To refuse the heavy labor of the Christian life for our own rest is to refuse also the exceedingly light burden of Christ who pleads, “Come to me . . . and I will give you rest (Matthew 11:28) — to rest in ourselves is to rest in the transient and flawed, but to rest in Christ is to rest in the eternal and perfect. Therefore, we should not allow ourselves to give in to the fatigue of present perseverance but rather let the promise of future fulfillment re-invigorate our race (Philippians 3:14).

But keeping a tender conscience is not only exhausting, it can be discouraging. Sin is pervasive in our lives, and while God’s people have been renewed in the inner man, they wrestle constantly with that old self that longs for world-shaped pleasure (Romans 7:21–25). Even the most enthusiastic of believers can become disheartened by the constant need to renew our thoughts and affections to be cross-shaped instead of world-shaped (Romans 12:2; Ephesians 4:23). But to stop at discouragement is to miss Paul’s point altogether! God’s grace for our failings should be the catalyst for our continued perseverance, not an excuse for Christian fatalism (Romans 8:12–17).

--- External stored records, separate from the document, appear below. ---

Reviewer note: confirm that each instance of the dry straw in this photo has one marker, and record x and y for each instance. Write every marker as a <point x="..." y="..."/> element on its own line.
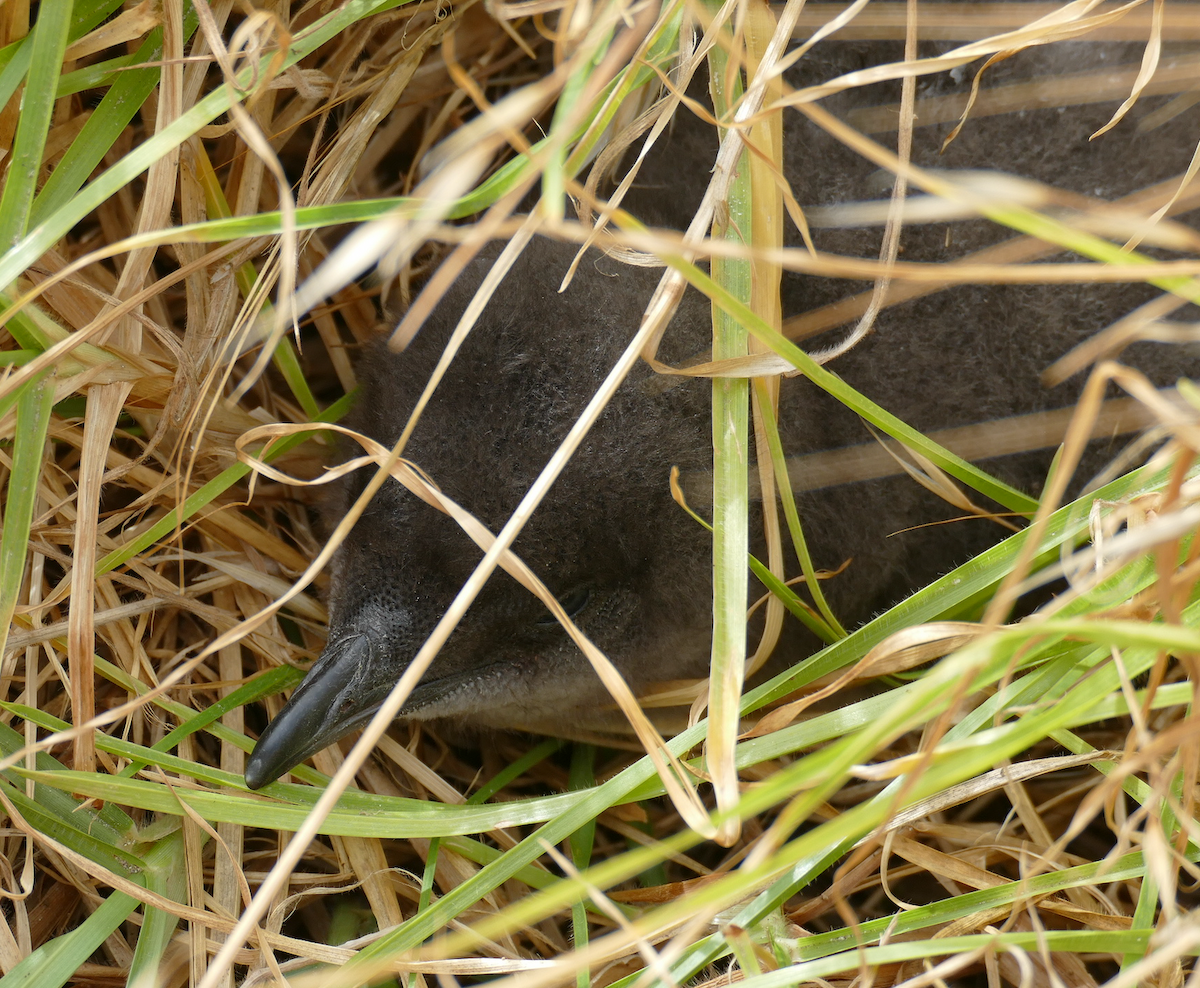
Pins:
<point x="201" y="204"/>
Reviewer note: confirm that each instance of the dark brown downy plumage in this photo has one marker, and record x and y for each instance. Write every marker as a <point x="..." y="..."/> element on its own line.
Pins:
<point x="630" y="567"/>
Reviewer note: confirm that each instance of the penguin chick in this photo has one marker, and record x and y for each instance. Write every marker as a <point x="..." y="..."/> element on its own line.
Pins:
<point x="625" y="562"/>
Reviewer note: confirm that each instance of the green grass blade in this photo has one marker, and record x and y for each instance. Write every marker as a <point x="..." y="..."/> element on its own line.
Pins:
<point x="49" y="41"/>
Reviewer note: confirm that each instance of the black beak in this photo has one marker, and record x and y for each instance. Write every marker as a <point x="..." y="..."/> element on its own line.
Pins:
<point x="341" y="692"/>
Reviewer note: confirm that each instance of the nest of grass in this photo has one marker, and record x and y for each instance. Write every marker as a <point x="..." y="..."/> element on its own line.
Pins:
<point x="196" y="199"/>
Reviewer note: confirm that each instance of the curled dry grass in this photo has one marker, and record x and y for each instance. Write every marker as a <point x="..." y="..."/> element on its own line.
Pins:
<point x="174" y="173"/>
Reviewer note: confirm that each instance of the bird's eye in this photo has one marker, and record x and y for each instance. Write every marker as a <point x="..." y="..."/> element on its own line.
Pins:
<point x="573" y="602"/>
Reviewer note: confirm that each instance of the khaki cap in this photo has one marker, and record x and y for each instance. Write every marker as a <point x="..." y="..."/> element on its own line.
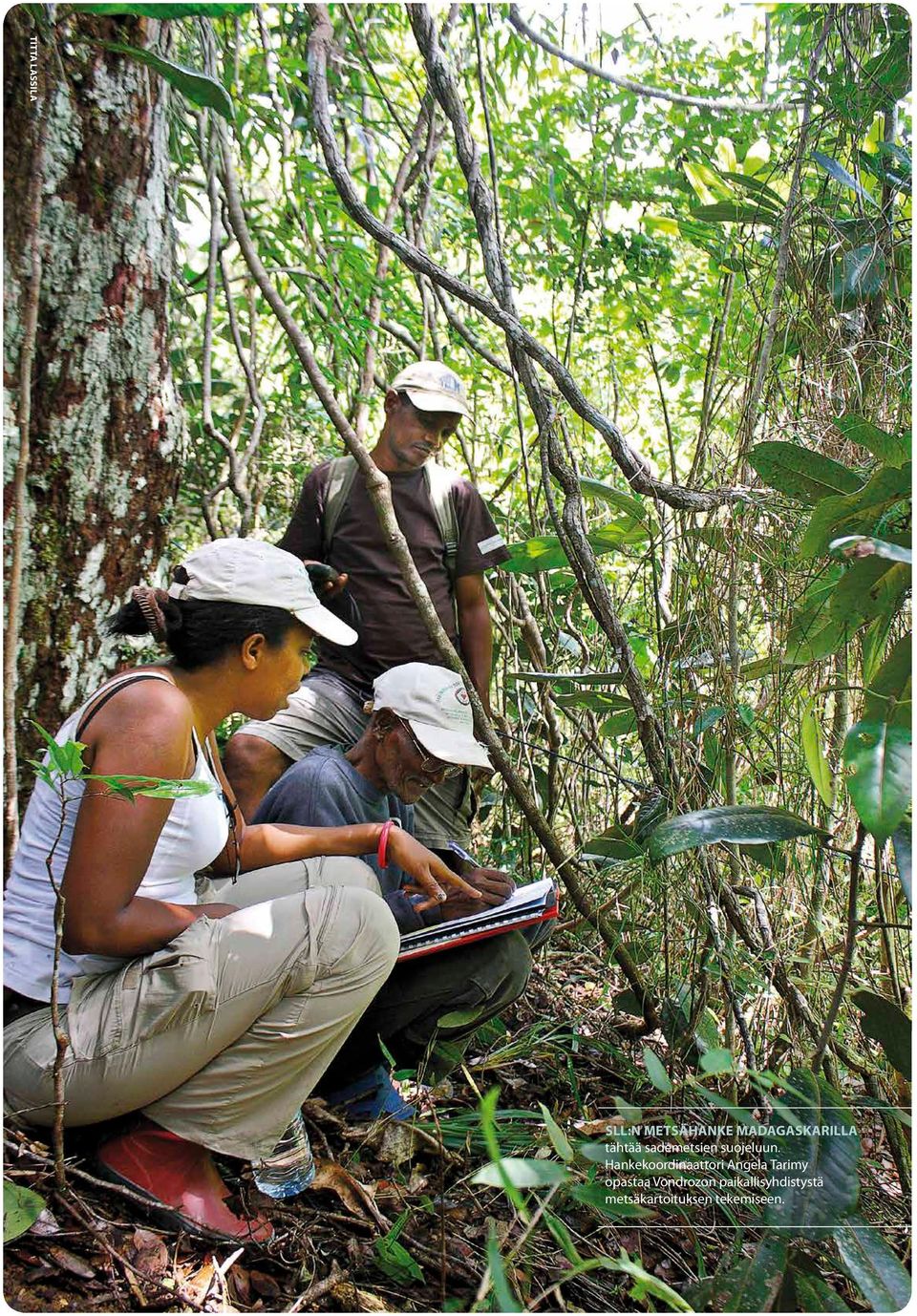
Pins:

3. We think too little of sin.

Lastly, our weak hearts often want us to believe that sin is insignificant. People begin to trade in their conscience because God’s holiness seems less important than their own momentary happiness. Satan tempts us to believe that happiness and holiness are at odds with one another, and our hearts take that opportunity to pursue sinful pleasures instead of obedience.

Furthermore, Satan wants us to believe that “little infractions” here or there are nothing to a God as gracious as ours. And while it is true that God’s grace is sufficient, every sin is also absolutely repugnant (Habakkuk 1:13). James tells us that breaking the law anywhere is breaking it in totality (James 2:10). So to presume upon grace is to presume upon the one that was willing for his own most beloved Son to suffer in our place for those sins (John 3:16). When we are willing to presume on such a jaw-dropping sacrifice almost without a second thought, it’s surely a sign that our hearts are beginning to deaden our consciences.

Keep Your Conscience Tender

A conscience tender to God’s word is a God-given grace. It is only the Holy Spirit that pricks the heart and softens the conscience. However, that doesn’t mean we have no part in fighting the conscience-killing impulses of our hearts. We can encourage this God-honoring growth by steeping ourselves in God’s word and using it like a scalpel on our own lives. Prayers of confession should also be a regular part of our prayer life serving to both convict us of our wrongdoing and refresh us with reminders of God’s inexhaustible grace.

A tender conscience is the fruit of word-enriched cultivation. A tender conscience takes our thoughts, feelings, and actions captive and examines them in the light of the Bible. It should rebuke us when we find ourselves wayward and encourage us when we obey. And when this lower-court of private examination is working efficiently, it keeps from the higher courts of public rebuke and admonition.

Therefore, let us not neglect the hard work of spiritual heart surgery required to maintain the clear voice of our conscience, for a clear conscience within reveals and encourages external fruit that carries the aroma of Christ.